Scientists at The University of Texas MD Anderson Cancer Center have discovered that adding an immune-boosting therapy to standard antifungal treatment can rescue the body's defenses against life-threatening mold infections—a breakthrough that could reshape how doctors treat some of the most dangerous infections faced by cancer patients.
The study, led by Dr. Sebastian Wurster and Dr. Dimitrios P. Kontoyiannis of the Infectious Diseases, Infection Control and Employee Health department, was published in the Proceedings of the National Academy of Sciences. Their findings address a critical gap in modern medicine: despite having an expanded arsenal of antifungal drugs, doctors still struggle to save patients whose immune systems have essentially given up the fight against invasive molds in the lungs.
The key insight came from understanding how certain opportunistic molds hijack the immune system. When these fungi infect lung tissue, they trigger a condition called "immune paralysis"—T cells, the immune system's frontline soldiers, become exhausted and stop mounting a proper defense, allowing the infection to spread unchecked. The researchers found that even when antifungal medications killed fungal cells, this immune paralysis persisted, crippling recovery.
The solution was unexpected but elegant: the team used anti-PD-L1 immune checkpoint inhibitors—drugs designed and approved to help cancer patients by freeing T cells to attack tumor cells. When added early to antifungal treatment, these same drugs reenergized exhausted T cells in the context of fungal infection, allowing them to fight back effectively. In the preclinical models tested, this combination dramatically improved outcomes compared to antifungals alone.

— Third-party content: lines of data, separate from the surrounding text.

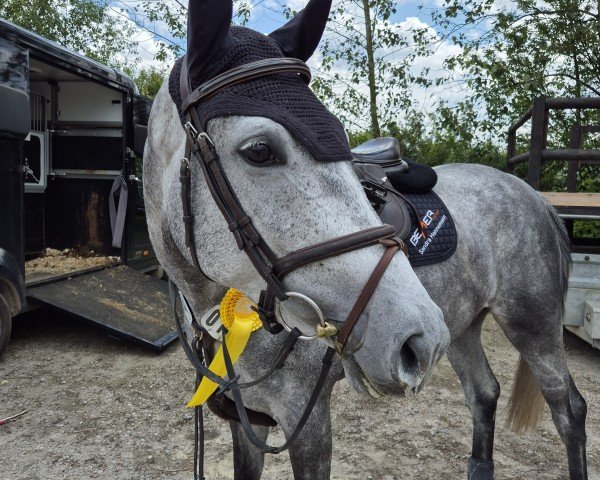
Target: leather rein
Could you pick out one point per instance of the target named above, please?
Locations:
(201, 149)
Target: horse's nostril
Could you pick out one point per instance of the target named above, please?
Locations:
(409, 363)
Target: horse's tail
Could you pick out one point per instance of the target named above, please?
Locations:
(526, 403)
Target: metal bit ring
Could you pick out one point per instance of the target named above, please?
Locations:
(310, 302)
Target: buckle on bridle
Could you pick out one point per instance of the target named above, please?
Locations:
(191, 130)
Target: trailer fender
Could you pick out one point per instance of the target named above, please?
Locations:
(12, 285)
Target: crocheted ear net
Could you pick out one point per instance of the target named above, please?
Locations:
(284, 98)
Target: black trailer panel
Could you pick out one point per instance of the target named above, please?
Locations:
(125, 302)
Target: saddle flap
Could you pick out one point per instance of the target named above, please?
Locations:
(389, 206)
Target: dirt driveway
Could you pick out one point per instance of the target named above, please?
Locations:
(102, 408)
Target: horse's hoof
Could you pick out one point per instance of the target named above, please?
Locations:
(480, 469)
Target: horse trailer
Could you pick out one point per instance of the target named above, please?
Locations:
(582, 305)
(73, 232)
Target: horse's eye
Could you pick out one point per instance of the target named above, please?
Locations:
(259, 154)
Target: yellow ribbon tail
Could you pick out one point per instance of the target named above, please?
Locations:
(236, 338)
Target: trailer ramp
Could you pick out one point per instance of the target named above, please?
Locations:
(121, 300)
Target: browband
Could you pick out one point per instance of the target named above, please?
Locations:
(244, 73)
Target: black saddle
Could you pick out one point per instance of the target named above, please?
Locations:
(405, 175)
(400, 191)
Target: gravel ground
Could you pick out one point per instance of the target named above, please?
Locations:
(103, 408)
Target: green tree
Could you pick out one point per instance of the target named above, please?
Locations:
(366, 58)
(516, 50)
(90, 27)
(149, 81)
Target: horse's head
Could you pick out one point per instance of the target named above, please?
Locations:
(288, 161)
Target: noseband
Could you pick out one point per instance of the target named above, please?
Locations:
(200, 148)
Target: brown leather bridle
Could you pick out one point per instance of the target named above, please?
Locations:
(272, 269)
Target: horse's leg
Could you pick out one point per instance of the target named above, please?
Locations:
(310, 453)
(248, 461)
(481, 395)
(537, 335)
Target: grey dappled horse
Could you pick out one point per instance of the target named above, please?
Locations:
(512, 260)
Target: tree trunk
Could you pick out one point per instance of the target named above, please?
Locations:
(375, 130)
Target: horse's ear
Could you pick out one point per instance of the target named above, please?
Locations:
(208, 32)
(300, 37)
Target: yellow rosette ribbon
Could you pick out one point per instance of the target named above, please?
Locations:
(240, 320)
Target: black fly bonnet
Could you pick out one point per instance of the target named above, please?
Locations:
(283, 98)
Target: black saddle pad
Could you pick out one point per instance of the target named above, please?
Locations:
(432, 236)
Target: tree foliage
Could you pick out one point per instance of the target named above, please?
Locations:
(89, 27)
(365, 71)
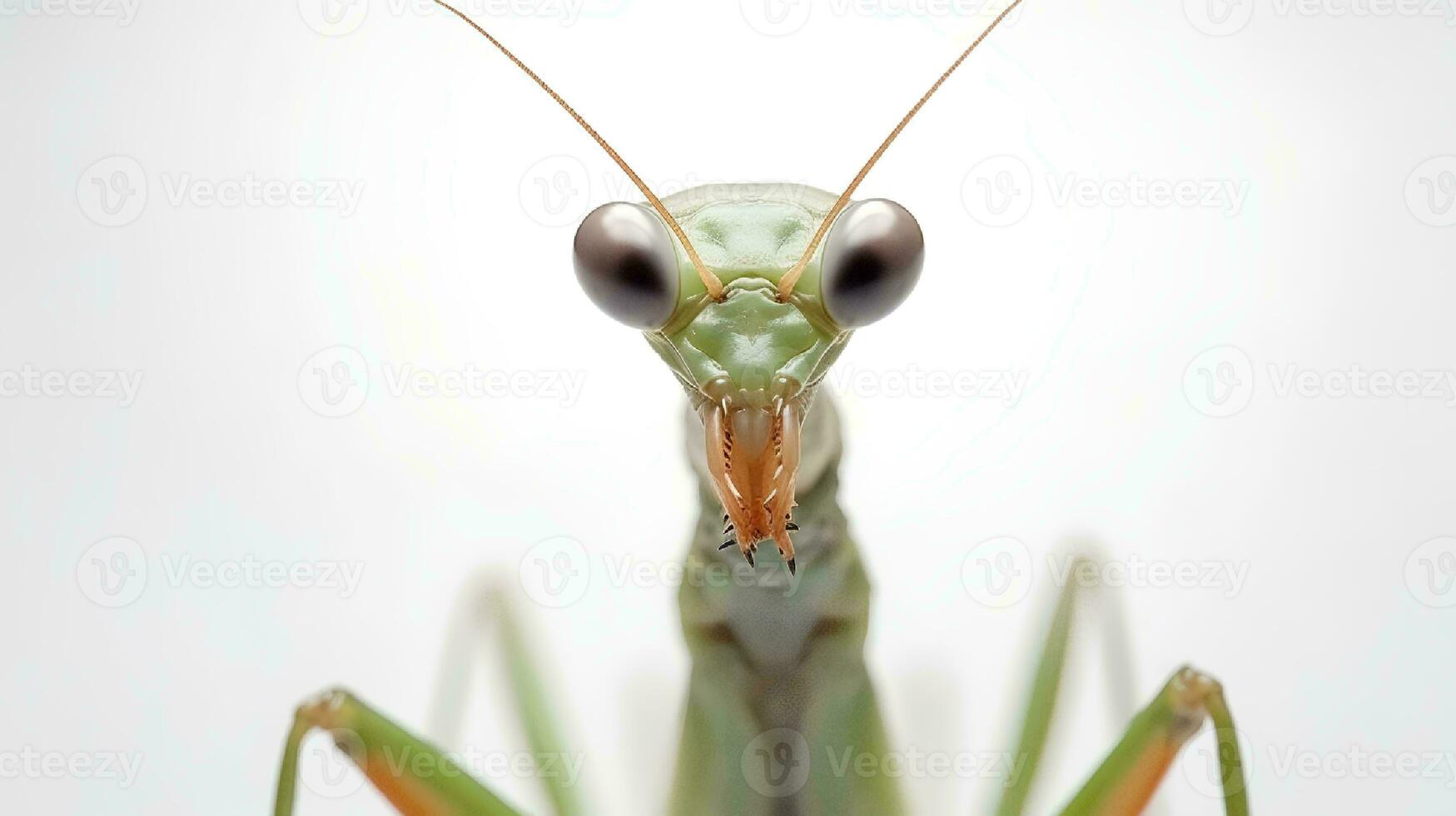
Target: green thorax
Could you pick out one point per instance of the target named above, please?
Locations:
(748, 235)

Timing proved crucial. The researchers deliberately mimicked real clinical scenarios by starting treatment shortly after symptoms would appear in patients, testing whether beginning immunotherapy three days versus five days after fungal exposure made a difference. It did—earlier intervention produced significantly better results. This window of opportunity exists because immunocompromised patients, particularly those with cancer, initially mount some immune response, but their systems shut down rapidly. The team identified that early intervention could prevent irreversible immune collapse before it takes hold.
Dr. Kontoyiannis emphasized the urgency: "Despite an expanded arsenal of antifungal treatments, immune system dysfunction is still a major cause of failure when treating infections, with significantly high morbidity and mortality rates associated with pneumonias caused by opportunistic molds. There is an urgent need for adjunct immune-enhancing therapies to improve outcomes."
The findings reframe invasive fungal pneumonia not simply as an infection to be eradicated, but as a dual problem—one requiring both antifungal medication and immune restoration. This conceptual shift opens possibilities for treating other mold-related infections using similar combination approaches.
The work remains in preclinical models, so the path to human trials is still ahead. But the framework is clear: combining traditional antifungal drugs with immune checkpoint inhibitors given early in infection could transform outcomes for a vulnerable population. Further preclinical and clinical exploration is needed to validate this approach and potentially expand it to other life-threatening fungal pneumonias.